We thought a bit more, and came up with 8th May, 8/5=1.6≈φ. And we decided to make our own Phi day, and celebrate it off. We did. There’s phi, with extremely little content at this instant, and lots of big dreams. I want you to help me. If you’re here, by most chances you’re a friend anyways, and like math. So write me a nice fun article, about something simple, but something at the end of which, one does learn something. And if you don’t [yet] like math, subscribe to phi. At this instant, we’re so disorganized, we don’t even have a feed set up. You could put the link phi.qount-it.com/feed into your google reader, or the sort. You could like our Facebook page, or follow us on twitter, if you want to try and somewhat follow phi, qount-it, and the growths and new content as well.
If you actually read this far, I commend you immensely. Because I just realized that I forgot to answer the question I posted on the top entirely. The prezi was not a formal sidestepping, only a momentary distraction to show you how pretty things I design. The aim of qount-it, as I like to believe, is surmised very well in the tag line, which you can barely see anywhere, because the qount-it individual homepage is still due.

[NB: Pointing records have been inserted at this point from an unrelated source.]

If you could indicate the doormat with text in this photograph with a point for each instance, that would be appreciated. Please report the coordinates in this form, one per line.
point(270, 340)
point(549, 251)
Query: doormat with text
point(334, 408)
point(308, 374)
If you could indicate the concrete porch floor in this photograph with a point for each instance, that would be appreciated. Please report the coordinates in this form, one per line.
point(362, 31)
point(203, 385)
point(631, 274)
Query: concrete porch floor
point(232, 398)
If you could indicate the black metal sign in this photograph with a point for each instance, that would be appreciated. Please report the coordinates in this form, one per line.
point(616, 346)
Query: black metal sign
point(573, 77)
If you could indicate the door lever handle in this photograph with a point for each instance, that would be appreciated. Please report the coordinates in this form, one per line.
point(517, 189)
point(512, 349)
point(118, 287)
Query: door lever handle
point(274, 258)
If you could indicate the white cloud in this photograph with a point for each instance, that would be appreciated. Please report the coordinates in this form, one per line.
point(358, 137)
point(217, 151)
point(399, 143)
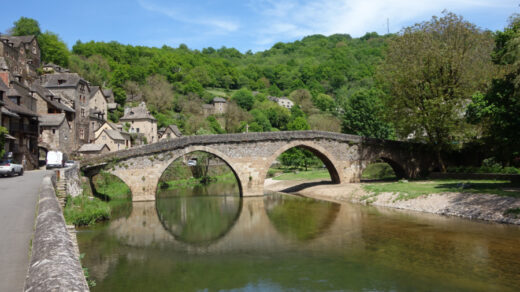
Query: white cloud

The aim of qount-it, is to “Make Math Marvelous”. Not necessarily with alliteration, but that always helps now, doesn’t it? So, we make math look cool. Not that it/she isn’t, already. We just try and make it more evident, and accessible – basically trying to counteract the mind numbing evilness the school does on all of us, and making math look much more unattractive than “reality” suggests.
I’ll try and write lots of opinionated articles on my beliefs about math, which are basically repetitions or kiddish attempts at presenting my vastly immature and inexperienced perspective. But it’s also my magazine. I also welcome you to do the same. If you manage to pull in enough subscribers, and if we ever make the magazine (or anything of qount-it) paid and you also help me get money out of it, I’d have the least problem in sharing some of the money with you.